Tonight, at 6:30 PM, the Richmond Police Department will host the final Community Conversation with Chief Smith—this one a telephone town hall. You can register for the event here and, if you're planning on calling in, you must do so before 3:30 PM today. This town hall is still a good opportunity to hear directly from the Chief if you haven't already, but I think I'm more interested in what the RPD decides to do now after this first round of community meetings wraps up.
Yesterday, NASA successfully crashed a spacecraft into the asteroid Dimorphos as part of "the agency's first attempt to move an asteroid in space." This is very, very cool, and part of the early work in creating actual planetary defense technology—like Armageddon and, to a lesser extent, Deep Impact but in real life and without Bruce Willis. Tap through to see a really cool video of the asteroid's surface rushing up to meet the spacecraft in its final minutes. Also check out this ground-based observation of the impact and subsequent shock wave. Amazing!
This morning's longread
Jim Crow Infrastructure and the Jackson, Miss., “Water Crisis”
More on the water crisis in Jackson. I can't stop reading about this because I can so clearly see a future where Richmond ended up in a similar place.
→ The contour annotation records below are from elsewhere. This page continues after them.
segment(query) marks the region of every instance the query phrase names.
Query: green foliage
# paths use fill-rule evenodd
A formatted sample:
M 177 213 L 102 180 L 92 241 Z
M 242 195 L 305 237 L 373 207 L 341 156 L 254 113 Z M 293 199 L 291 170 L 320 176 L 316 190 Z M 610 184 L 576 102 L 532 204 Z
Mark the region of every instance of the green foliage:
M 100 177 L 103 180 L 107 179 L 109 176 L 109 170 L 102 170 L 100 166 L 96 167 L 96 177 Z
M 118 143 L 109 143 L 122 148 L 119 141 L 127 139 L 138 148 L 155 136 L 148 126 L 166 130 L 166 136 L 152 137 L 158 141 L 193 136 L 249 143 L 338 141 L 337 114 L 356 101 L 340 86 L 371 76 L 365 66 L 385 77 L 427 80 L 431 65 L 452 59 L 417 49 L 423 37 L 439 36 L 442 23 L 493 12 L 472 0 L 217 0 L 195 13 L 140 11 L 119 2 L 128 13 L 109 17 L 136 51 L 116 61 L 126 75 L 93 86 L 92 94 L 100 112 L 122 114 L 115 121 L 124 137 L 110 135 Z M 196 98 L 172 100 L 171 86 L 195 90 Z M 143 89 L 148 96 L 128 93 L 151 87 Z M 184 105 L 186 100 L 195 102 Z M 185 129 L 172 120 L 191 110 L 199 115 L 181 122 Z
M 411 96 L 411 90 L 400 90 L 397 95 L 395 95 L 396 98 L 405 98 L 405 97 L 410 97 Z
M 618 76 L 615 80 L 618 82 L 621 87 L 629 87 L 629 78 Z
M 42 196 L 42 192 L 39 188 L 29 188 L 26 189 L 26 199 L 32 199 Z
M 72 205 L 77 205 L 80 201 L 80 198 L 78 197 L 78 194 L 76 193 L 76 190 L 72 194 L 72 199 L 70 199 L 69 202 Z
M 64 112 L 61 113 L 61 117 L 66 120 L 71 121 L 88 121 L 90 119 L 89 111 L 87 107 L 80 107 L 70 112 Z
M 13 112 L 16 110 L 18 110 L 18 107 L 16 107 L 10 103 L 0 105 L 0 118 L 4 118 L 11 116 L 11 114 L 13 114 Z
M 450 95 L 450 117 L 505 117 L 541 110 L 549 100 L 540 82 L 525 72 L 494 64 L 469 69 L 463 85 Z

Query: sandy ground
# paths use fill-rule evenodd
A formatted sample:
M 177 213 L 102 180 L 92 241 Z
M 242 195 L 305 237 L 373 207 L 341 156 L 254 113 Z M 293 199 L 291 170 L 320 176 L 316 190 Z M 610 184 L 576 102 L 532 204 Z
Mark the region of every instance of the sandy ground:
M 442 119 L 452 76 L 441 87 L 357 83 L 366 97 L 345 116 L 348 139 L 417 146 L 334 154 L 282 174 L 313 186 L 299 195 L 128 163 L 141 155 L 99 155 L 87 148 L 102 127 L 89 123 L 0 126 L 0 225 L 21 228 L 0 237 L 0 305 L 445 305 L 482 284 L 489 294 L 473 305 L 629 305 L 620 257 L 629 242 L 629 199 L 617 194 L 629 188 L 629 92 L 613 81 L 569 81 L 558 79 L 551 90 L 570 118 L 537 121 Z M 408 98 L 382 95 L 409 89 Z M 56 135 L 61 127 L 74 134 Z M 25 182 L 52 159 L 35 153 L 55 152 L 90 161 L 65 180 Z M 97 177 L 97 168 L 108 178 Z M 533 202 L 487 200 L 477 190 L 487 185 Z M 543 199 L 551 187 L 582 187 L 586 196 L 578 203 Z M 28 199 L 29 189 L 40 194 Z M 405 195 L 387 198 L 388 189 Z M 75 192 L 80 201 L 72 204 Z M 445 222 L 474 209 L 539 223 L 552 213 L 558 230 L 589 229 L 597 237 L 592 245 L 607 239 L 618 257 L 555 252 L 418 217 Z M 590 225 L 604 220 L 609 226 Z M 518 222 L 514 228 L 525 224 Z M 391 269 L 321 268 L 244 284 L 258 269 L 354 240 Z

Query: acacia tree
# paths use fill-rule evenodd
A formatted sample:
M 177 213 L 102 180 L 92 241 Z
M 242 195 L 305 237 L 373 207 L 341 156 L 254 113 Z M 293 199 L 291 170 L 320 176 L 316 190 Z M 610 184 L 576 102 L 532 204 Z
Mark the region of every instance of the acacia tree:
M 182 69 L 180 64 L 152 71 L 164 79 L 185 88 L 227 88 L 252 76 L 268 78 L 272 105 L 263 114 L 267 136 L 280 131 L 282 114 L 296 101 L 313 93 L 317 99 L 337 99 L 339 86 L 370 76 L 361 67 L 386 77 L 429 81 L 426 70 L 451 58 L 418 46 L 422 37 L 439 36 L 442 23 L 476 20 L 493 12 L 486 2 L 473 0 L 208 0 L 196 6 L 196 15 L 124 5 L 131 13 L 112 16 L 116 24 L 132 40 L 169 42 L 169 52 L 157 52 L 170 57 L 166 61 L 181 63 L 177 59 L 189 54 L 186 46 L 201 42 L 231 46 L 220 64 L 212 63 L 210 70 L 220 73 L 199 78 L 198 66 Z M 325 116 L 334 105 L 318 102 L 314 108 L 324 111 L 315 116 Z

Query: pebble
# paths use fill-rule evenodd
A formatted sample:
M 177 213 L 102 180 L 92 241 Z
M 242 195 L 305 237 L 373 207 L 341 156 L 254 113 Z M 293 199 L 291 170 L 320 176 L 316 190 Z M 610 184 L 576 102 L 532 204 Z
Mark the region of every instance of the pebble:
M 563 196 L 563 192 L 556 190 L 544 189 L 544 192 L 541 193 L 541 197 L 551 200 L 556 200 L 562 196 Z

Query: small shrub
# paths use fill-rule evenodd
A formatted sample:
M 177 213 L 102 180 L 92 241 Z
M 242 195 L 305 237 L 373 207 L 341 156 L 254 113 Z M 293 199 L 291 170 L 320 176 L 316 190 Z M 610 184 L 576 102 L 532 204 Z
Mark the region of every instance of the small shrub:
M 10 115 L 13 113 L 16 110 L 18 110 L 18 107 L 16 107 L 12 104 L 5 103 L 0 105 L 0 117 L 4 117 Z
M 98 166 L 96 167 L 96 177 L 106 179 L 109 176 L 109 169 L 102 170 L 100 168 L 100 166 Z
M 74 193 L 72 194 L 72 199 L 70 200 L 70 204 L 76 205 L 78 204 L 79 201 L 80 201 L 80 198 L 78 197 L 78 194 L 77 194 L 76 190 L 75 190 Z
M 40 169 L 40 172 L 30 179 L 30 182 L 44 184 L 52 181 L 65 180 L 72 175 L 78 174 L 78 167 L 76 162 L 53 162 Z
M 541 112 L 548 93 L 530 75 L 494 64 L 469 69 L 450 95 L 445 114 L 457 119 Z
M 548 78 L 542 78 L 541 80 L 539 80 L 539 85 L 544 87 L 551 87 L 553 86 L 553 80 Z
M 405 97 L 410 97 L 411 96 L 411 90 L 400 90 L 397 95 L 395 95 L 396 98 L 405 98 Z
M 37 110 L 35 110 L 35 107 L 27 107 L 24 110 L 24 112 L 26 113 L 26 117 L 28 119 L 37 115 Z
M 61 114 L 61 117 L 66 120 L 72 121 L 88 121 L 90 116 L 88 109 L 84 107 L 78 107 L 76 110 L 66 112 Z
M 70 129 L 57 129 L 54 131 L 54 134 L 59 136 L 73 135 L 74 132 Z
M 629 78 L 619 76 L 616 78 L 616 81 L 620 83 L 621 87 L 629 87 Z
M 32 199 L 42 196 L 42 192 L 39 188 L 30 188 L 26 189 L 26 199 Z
Several billions of dollars of disinvestment in sewer, housing, and transportation says we still could, too.
Most residents under the age of 50 have no memory of a Jackson without “boil water” notices—the frequent public warnings that the water that comes out of your faucet is not safe to consume in any form without a good, rolling boil. The truth is that the “Jackson Water Crisis”—as the press has dubbed it—has been decades in the making. It’s part and parcel of an infrastructure crisis that is gripping much of the country—but with grossly unequal impact. Its roots are in Jim Crow, the separate that was never equal, where everything from water to parks to food and even air in our communities receives less investment, less protection, and less access. Broken levees in New Orleans. Toxic water in Flint. Crumbling buildings in eastern Kentucky. This is beyond a crisis in infrastructure. It is a crisis in justice.